Department of Biochemistry, Stanford University, Stanford, CA 94305.
Department of Biomedical Data Science, Stanford University, Stanford, CA 94305.
Proc Natl Acad Sci U S A. 2019 Jul 30;116(31):15524-15533. doi: 10.1073/pnas.1900391116. Epub 2019 Jul 15.
The extent to which gene fusions function as drivers of cancer remains a critical open question. Current algorithms do not sufficiently identify false-positive fusions arising during library preparation, sequencing, and alignment. Here, we introduce Data-Enriched Efficient PrEcise STatistical fusion detection (DEEPEST), an algorithm that uses statistical modeling to minimize false-positives while increasing the sensitivity of fusion detection. In 9,946 tumor RNA-sequencing datasets from The Cancer Genome Atlas (TCGA) across 33 tumor types, DEEPEST identifies 31,007 fusions, 30% more than identified by other methods, while calling 10-fold fewer false-positive fusions in nontransformed human tissues. We leverage the increased precision of DEEPEST to discover fundamental cancer biology. Namely, 888 candidate oncogenes are identified based on overrepresentation in DEEPEST calls, and 1,078 previously unreported fusions involving long intergenic noncoding RNAs, demonstrating a previously unappreciated prevalence and potential for function. DEEPEST also reveals a high enrichment for fusions involving oncogenes in cancers, including ovarian cancer, which has had minimal treatment advances in recent decades, finding that more than 50% of tumors harbor gene fusions predicted to be oncogenic. Specific protein domains are enriched in DEEPEST calls, indicating a global selection for fusion functionality: kinase domains are nearly 2-fold more enriched in DEEPEST calls than expected by chance, as are domains involved in (anaerobic) metabolism and DNA binding. The statistical algorithms, population-level analytic framework, and the biological conclusions of DEEPEST call for increased attention to gene fusions as drivers of cancer and for future research into using fusions for targeted therapy.

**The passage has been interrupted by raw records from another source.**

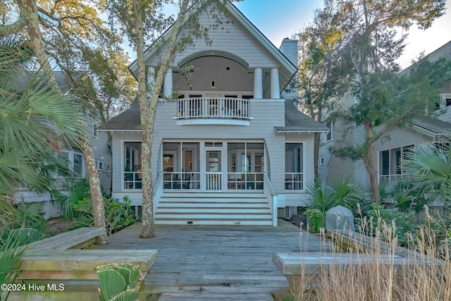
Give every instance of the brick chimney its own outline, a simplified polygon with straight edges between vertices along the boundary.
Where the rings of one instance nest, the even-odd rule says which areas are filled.
[[[285,37],[280,44],[279,48],[280,52],[290,60],[296,67],[297,67],[297,40],[290,39]]]

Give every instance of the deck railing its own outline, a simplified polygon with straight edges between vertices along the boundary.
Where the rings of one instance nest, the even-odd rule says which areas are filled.
[[[183,98],[177,101],[177,118],[250,119],[249,101],[230,97]]]
[[[228,188],[230,190],[262,190],[263,173],[228,173]]]
[[[163,174],[163,188],[199,190],[200,189],[200,173],[165,172]]]

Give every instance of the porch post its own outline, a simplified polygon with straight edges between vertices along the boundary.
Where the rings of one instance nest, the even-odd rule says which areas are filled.
[[[280,98],[279,70],[277,68],[273,68],[271,70],[271,99],[278,99],[279,98]]]
[[[256,68],[254,70],[254,99],[263,98],[263,77],[261,68]]]
[[[155,84],[155,68],[154,67],[147,68],[147,98],[150,98],[154,84]]]
[[[172,95],[172,69],[168,69],[164,75],[164,97],[170,97]]]

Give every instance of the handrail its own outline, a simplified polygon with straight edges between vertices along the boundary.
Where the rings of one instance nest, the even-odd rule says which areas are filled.
[[[264,185],[266,186],[265,191],[268,191],[269,194],[266,196],[266,199],[268,199],[268,203],[271,207],[271,210],[273,214],[273,226],[277,226],[277,198],[278,195],[274,192],[274,188],[273,188],[273,185],[271,183],[271,180],[269,179],[269,176],[268,176],[268,172],[266,171],[264,173],[265,180]]]
[[[156,176],[156,180],[153,185],[153,197],[154,197],[154,212],[156,211],[159,205],[159,200],[163,195],[163,171],[159,171]]]
[[[177,118],[250,119],[249,99],[192,97],[177,100]]]

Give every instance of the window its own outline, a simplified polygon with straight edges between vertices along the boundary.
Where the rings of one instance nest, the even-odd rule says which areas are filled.
[[[451,106],[451,94],[442,94],[438,99],[439,103],[435,104],[435,108],[445,109],[448,106]]]
[[[408,145],[379,152],[379,180],[395,180],[404,173],[402,166],[407,154],[412,152],[414,145]]]
[[[124,142],[123,166],[124,189],[141,189],[142,175],[140,142]]]
[[[330,129],[330,130],[326,135],[326,141],[330,141],[333,140],[333,121],[329,121],[326,125]]]
[[[249,190],[264,188],[264,143],[228,142],[227,154],[228,190]]]
[[[163,189],[200,189],[199,145],[199,142],[163,143]]]
[[[285,145],[285,189],[302,190],[304,189],[304,145],[286,143]]]
[[[99,137],[99,132],[97,131],[97,124],[92,123],[92,137],[97,138]]]
[[[67,160],[75,176],[79,178],[85,178],[86,176],[86,168],[85,167],[83,154],[73,150],[63,150],[58,154],[58,156]],[[58,176],[61,176],[62,175],[58,174]]]

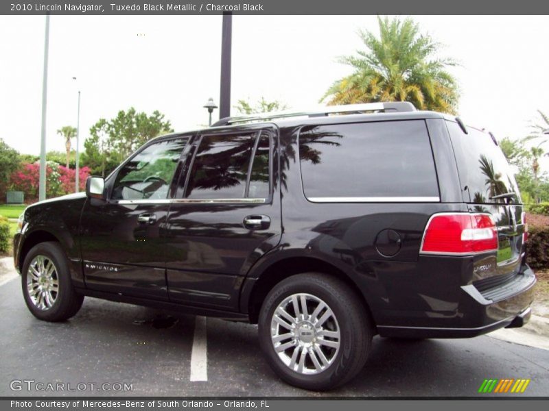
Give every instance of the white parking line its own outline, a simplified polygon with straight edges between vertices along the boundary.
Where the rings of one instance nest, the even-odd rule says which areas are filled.
[[[19,276],[17,273],[10,273],[6,275],[3,275],[1,279],[0,279],[0,287],[7,284],[10,281],[12,281],[17,278]]]
[[[194,321],[193,349],[191,352],[191,381],[208,381],[208,346],[206,317],[197,316]]]

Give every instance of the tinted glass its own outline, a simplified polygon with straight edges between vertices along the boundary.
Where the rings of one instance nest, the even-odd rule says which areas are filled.
[[[439,196],[423,121],[307,127],[299,158],[309,198]]]
[[[204,136],[193,162],[185,197],[202,199],[244,197],[255,142],[253,134]]]
[[[248,197],[257,199],[266,199],[269,197],[270,158],[270,138],[268,136],[262,135],[255,150]]]
[[[167,198],[177,162],[188,141],[188,137],[161,141],[137,153],[118,172],[112,198]]]
[[[517,184],[507,160],[492,137],[468,127],[465,134],[459,125],[447,121],[452,144],[458,163],[462,188],[467,192],[469,203],[477,204],[504,203],[504,198],[495,196],[508,192],[518,194]],[[513,196],[514,201],[519,201]]]

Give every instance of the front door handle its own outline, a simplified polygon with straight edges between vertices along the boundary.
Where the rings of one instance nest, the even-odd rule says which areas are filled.
[[[142,214],[137,217],[137,221],[143,224],[154,224],[156,222],[156,216],[152,214]]]
[[[266,229],[270,225],[270,218],[264,215],[248,216],[244,218],[244,225],[249,229]]]

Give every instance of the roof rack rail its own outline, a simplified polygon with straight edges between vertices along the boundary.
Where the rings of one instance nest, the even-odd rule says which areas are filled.
[[[220,119],[211,127],[229,125],[238,123],[268,121],[273,119],[287,119],[290,117],[322,117],[330,114],[361,114],[364,112],[412,112],[416,111],[414,105],[408,101],[390,101],[387,103],[366,103],[364,104],[348,104],[346,105],[329,105],[316,110],[306,112],[281,111],[257,113],[237,117]]]

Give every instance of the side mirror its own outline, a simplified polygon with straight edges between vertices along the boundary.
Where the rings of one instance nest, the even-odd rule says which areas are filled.
[[[106,199],[105,180],[102,177],[88,177],[86,180],[86,195],[91,199]]]

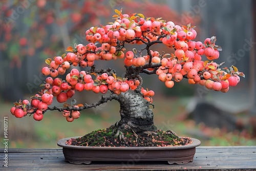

基因融合在多大程度上作为癌症的驱动因素仍然是一个关键的悬而未决的问题。当前的算法不能充分识别在文库制备、测序和比对过程中产生的假阳性融合。在这里,我们引入了 Data-Enriched Efficient PrEcise STatistical fusion detection (DEEPEST),这是一种利用统计建模来最小化假阳性并提高融合检测灵敏度的算法。在来自癌症基因组图谱(TCGA)的 33 种肿瘤类型的 9946 个肿瘤 RNA 测序数据集上,DEEPEST 识别出 31007 个融合,比其他方法多 30%,而在非转化的人类组织中调用的假阳性融合则少 10 倍。我们利用 DEEPEST 的高精度来发现基本的癌症生物学。即,基于在 DEEPEST 调用中的过表达,鉴定了 888 个候选癌基因,并且鉴定了 1078 个以前未报道的涉及长非编码 RNA 的融合,证明了以前未被认识到的普遍性和潜在功能。DEEPEST 还揭示了癌症中涉及癌基因的融合的高富集性,包括卵巢癌,在过去几十年中,卵巢癌的治疗进展甚微,发现超过 50%的肿瘤携带被预测为致癌的基因融合。在 DEEPEST 调用中富集了特定的蛋白质结构域,表明融合具有全局选择的功能:激酶结构域在 DEEPEST 调用中的富集程度几乎是随机预期的两倍,而参与(厌氧)代谢和 DNA 结合的结构域也是如此。DEEPEST 的统计算法、群体分析框架和生物学结论呼吁增加对基因融合作为癌症驱动因素的关注,并呼吁进一步研究利用融合进行靶向治疗。